If a fraction of those who signed the petition spent $25 at the bookstore this week, it would make an enormous difference to an uniquely wonderful bookstore. It is my humble observation that St. Mark's Bookshop, having been a player in the center of a thriving multi-disciplinary art scene for three decades, has fostered the creation and growth of many small presses and literary journals, and facilitated conversations and connections between many influential artists, writers, and intellectuals. Meanwhile, e-books (and their intersection with Amazon and iPad) seem to be reaching a savvy demographic of readers (many of whom have loathed the chain stores), dealing heavy blows to longtime brick and mortars just as Barnes & Noble's deep-discounts did to local indie bookstores in the 1990s.

But e-books can't be the whole demise of great bookstores, since St. Mark's is one of the many stores that sells Google e-books. Perhaps more to blame is the skyrocketing Manhattan rent that threatens to strangle all but the chain stores. When I lived in New York in the Giuliani years, rumor had it that many of the chain stores (which Mayor Rudy had courted with tax breaks), including Barnes and Noble and Nike, didn't actually make a profit on their New York stores. But they paid exorbitant prices just to maintain a high-profile, big-city "flagship" store. So if no one can actually afford their New York rent, what does that mean for the continuing culture of a great city? To paraphrase a Jim Jarmusch quote from the 2010 documentary "Blank City," New York was always a trading post, but now the main trade is real estate itself.

I do think that this week in particular is an important time for indie bookstore lovers to give more than just their signature. The Village Voice reported on Monday, September 12th, that St Mark's owners are due to meet this week (Wednesday, September 14) with Cooper Union's Vice President of Finance, Adminstration, and Treasury, in order to negotiate a rent reduction--but that "the new administration has not been 'particularly sympathetic.' "

Won't you please show your support in the form of buying a book from St.
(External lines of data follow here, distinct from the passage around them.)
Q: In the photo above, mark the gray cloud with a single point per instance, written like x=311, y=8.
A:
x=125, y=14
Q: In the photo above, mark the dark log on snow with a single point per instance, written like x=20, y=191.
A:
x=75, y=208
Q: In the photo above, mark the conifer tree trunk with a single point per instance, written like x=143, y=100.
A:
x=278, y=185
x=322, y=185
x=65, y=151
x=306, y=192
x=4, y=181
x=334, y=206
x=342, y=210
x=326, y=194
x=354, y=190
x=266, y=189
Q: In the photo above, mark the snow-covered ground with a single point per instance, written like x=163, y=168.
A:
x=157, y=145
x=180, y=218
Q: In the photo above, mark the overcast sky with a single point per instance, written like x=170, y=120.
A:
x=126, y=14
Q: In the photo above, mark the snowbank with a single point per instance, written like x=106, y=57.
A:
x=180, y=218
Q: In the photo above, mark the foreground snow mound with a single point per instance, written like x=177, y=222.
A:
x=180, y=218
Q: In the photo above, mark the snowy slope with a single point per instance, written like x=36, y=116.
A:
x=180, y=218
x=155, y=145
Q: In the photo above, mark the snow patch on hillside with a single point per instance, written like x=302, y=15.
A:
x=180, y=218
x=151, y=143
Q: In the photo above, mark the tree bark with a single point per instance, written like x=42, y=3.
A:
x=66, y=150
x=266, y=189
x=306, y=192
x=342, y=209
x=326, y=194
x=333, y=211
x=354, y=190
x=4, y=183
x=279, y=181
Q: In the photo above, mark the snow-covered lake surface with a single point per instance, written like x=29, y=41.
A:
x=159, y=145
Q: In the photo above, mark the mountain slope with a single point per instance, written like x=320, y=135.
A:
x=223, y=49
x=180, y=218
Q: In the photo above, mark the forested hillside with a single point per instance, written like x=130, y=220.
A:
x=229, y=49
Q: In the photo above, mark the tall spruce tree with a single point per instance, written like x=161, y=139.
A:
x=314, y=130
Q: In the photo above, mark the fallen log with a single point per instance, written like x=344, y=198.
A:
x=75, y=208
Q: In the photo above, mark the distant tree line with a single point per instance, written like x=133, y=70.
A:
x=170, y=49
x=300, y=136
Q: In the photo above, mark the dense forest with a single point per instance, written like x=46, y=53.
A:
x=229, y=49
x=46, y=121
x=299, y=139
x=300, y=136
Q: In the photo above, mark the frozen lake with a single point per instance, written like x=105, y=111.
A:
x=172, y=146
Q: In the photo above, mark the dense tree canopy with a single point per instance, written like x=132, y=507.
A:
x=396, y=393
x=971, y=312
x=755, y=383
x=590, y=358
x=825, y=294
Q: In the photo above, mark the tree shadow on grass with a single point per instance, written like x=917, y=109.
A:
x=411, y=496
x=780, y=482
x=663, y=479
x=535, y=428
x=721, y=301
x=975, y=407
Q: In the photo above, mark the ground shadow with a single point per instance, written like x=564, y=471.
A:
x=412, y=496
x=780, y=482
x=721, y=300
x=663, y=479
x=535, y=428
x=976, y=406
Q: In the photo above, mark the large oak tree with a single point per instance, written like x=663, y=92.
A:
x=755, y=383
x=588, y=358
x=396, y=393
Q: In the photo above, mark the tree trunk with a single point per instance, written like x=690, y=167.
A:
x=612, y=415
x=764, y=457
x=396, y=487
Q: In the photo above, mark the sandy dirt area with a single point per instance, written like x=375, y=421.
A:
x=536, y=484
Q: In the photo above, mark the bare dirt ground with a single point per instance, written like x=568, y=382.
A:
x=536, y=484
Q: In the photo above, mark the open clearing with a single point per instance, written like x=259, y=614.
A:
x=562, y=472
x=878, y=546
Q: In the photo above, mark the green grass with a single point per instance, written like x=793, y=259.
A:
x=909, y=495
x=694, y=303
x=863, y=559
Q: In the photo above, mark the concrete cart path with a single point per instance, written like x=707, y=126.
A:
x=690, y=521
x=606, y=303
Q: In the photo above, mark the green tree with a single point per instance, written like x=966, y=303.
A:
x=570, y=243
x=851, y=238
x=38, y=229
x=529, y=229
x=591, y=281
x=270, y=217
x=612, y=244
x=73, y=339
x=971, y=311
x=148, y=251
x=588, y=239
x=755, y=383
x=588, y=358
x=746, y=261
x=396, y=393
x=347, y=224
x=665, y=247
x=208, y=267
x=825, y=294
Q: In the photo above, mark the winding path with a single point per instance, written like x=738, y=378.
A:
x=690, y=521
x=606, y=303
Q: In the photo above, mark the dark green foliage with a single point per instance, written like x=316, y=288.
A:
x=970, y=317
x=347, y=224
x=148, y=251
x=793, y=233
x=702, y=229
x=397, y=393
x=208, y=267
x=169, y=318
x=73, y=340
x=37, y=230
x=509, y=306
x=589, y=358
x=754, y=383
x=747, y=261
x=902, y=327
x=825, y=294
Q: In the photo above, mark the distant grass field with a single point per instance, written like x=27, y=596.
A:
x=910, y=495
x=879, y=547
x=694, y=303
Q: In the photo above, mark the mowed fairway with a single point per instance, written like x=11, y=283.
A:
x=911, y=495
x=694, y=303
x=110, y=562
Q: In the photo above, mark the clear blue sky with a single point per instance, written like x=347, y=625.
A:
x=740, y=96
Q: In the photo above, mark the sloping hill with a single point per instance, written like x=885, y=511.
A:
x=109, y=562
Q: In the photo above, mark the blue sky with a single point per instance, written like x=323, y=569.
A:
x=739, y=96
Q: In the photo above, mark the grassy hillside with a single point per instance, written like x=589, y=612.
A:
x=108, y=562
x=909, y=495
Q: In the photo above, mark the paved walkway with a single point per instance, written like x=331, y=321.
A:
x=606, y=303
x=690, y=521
Mark's Bookshop THIS WEEK? You can browse their selection online via title, author, new arrivals, store bestsellers, autographed copies, remainders, or Google e-books:


Update: Since I posted this late yesterday afternoon, the petition signatures are up to 24,500.

New comments on the petition:

[Dr. ____ from Berlin] "St. Mark's is the only top quality bookstore in NYC. The staggering selection, extensive and discriminatingly selected, is unparalleled - none of the big chains and none of the smaller ones (with their necessarily narrower focus) come close to this unique institution. I send all my students, colleagues, friends heading for NY to St. Mark's. Don't liquidate New York's most respectable Bookstore!"

"How is New York City going to continue to be a literary and cultural center if we lose all of our independent bookstores?"


Note: It is true that I am not only a disinterested bookstore blogger in this case; I am not unbiased. I am a former employee of St. Mark's Bookshop, with years of memories and friendships there. I am also currently writing a book about my years at the store. I should add, however, that I am not writing about my time there just to write a fun memoir about my own life; the bookstore itself was largely the inspiration. St. Mark's Bookshop is such an unique gathering place in the heart of the city of art, the city of publishing, I want to help give it its legend in print; it is certainly long overdue.